Some Sun vets got as many as three two-month sabbaticals for each 10 years of service before they were axed by Quebecor. The envy of most companies, the sabbaticals required you get lost, relax and enjoy. Spent my 1985 sabbatical roaming Europe. Relax, indeed.

And when the sabbaticals came to an end, it was back to fun in the Sun. 

The whole building, all six floors, was a joy to roam with my various sports and election pools because everyone was always upbeat. Grouches and grinches were in short supply. 

As the late, great Jerry Gladman told a neighbor he wasn't going to work, he was "going to be with friends."

I never worked in newsrooms for the money, so I really didn't care how much I was earning, but the unsolicited raises kept coming. The Sun took care of its own, so there was no need for a union as long as Doug was at the helm. 

In the 1970s and 1980s, it was also encouraging when Pyette was receptive to my ideas.

After burning out on the cop desk after two years, Les sent me up to the courthouse to set up the Sun court bureau. Previously, we had a crime writer, but no court coverage.

When lotteries became legal in Canada, Les agreed Toronto Sun readers would benefit from a column about lotteries. Peter Brewster came up with Luck of the Draw.

Early in the 1980s, when Beta and VHS machines and movie video rentals were in their infancy, Les agreed readers would benefit from a column about the new form of home entertainment.

Les also agreed when I suggested the Sun being a people paper, man-on-the-street interviews should be added. Five years of street walking looking for comments for You Said It proved very popular in annual readership surveys.

And minutes after Doug's ouster as chairman of the board was announced, Les and Bob MacDonald agreed we had to throw Doug a party. Bob said Doug's birthday was coming up, so a birthday party it was.

I suggested the Eclipse Building was the ideal location and as I discovered in a drive-by after work that night, much of the Eclipse was vacant and available for rent.
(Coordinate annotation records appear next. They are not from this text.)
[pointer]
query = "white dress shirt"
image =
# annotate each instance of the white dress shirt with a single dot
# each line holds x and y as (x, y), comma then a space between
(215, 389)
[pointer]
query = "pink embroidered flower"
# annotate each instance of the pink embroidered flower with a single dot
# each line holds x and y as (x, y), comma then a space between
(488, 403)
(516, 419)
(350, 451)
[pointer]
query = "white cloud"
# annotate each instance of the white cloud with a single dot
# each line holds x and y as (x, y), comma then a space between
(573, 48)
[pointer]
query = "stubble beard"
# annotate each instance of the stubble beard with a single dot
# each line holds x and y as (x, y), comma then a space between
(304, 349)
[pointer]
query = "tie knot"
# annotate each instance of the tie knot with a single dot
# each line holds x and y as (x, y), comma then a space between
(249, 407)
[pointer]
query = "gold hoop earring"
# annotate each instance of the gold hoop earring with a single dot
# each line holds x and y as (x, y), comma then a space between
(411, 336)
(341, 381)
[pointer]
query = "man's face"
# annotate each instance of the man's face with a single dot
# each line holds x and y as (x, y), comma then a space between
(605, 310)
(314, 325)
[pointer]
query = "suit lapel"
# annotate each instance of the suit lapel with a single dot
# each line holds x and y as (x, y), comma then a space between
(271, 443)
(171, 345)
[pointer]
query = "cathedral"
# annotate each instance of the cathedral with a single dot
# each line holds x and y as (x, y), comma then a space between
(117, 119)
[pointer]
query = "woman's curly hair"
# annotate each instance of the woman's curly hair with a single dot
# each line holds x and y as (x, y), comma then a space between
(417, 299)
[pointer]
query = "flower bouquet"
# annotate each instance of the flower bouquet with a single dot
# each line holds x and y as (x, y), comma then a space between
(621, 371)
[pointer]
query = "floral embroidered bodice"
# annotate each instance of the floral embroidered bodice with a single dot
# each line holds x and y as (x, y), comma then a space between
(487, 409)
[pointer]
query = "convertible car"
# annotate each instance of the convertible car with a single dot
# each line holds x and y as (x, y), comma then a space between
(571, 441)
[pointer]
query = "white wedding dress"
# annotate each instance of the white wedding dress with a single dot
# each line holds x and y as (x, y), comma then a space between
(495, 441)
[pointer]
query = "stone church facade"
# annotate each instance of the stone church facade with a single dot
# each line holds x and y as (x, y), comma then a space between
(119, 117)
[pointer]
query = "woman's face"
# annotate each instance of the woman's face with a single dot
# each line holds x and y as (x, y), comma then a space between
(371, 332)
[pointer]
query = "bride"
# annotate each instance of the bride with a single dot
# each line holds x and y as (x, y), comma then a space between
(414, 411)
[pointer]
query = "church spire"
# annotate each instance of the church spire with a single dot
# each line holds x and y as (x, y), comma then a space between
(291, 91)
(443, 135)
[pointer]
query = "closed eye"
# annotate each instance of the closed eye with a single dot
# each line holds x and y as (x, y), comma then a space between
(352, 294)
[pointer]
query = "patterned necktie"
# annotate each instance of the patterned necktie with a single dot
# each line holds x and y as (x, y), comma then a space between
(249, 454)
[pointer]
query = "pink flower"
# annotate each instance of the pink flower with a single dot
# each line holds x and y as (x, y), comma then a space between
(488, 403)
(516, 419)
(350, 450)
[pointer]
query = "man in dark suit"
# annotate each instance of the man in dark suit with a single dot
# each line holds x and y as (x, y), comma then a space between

The next day, I gave Pyette the telephone number from the For Rent banner and the party organizing team took over.

Hundreds of loyal employees lined up for Doug's 64th birthday party. You can view video of Doug's 64th in five parts on YouTube.

From that first day at the Sun in January of 1975 to my departure in January 1994, the tabloid was a home away from home.

But the mood on all six floors changed dramatically after Doug's incredulous ouster. I was going to leave a few months later, but a pool-playing Sun colleague said to hold on, the first buyout offer was on the way.

Any lingering doubts about taking time out to smell the rose ended the day Paul Heming, 53, a much admired copy desk editor, was found dead in his home.

Others gone before their time - under 65 - before and after I left include Ben Grant, Lloyd Kemp, Greg Parent, Mark Stewart, Jamie Westcott, Paul Henry, Bruce Blackadar, David Bailey, Jerry Gladman, Joe Fisher, Cam Norton, Joe O'Donnell, Paul Rimstead, Ray Smith, Phil Sykes, Ted Welch, Jim Yates, Sherri Wood, Nick Ibscher, Michel Gratton, Kathy Morrison, George Rennie, Garf and John Webb, Bob Jelenic, John Jamieson, Ken Adachi.

A generation raised on the original Front Page expected newspaper men and women to die with their boots on in their 80s and 90s, not in their prime, so there have been too many funerals for Sun colleagues in their 20s to 60s.

For me, and many others, the day Doug was ousted was the day the music died. We lost that loving feeling and just couldn't get it back.

But our love for the Sun as it was into the 1990s, and the unique work environment it offered, continues.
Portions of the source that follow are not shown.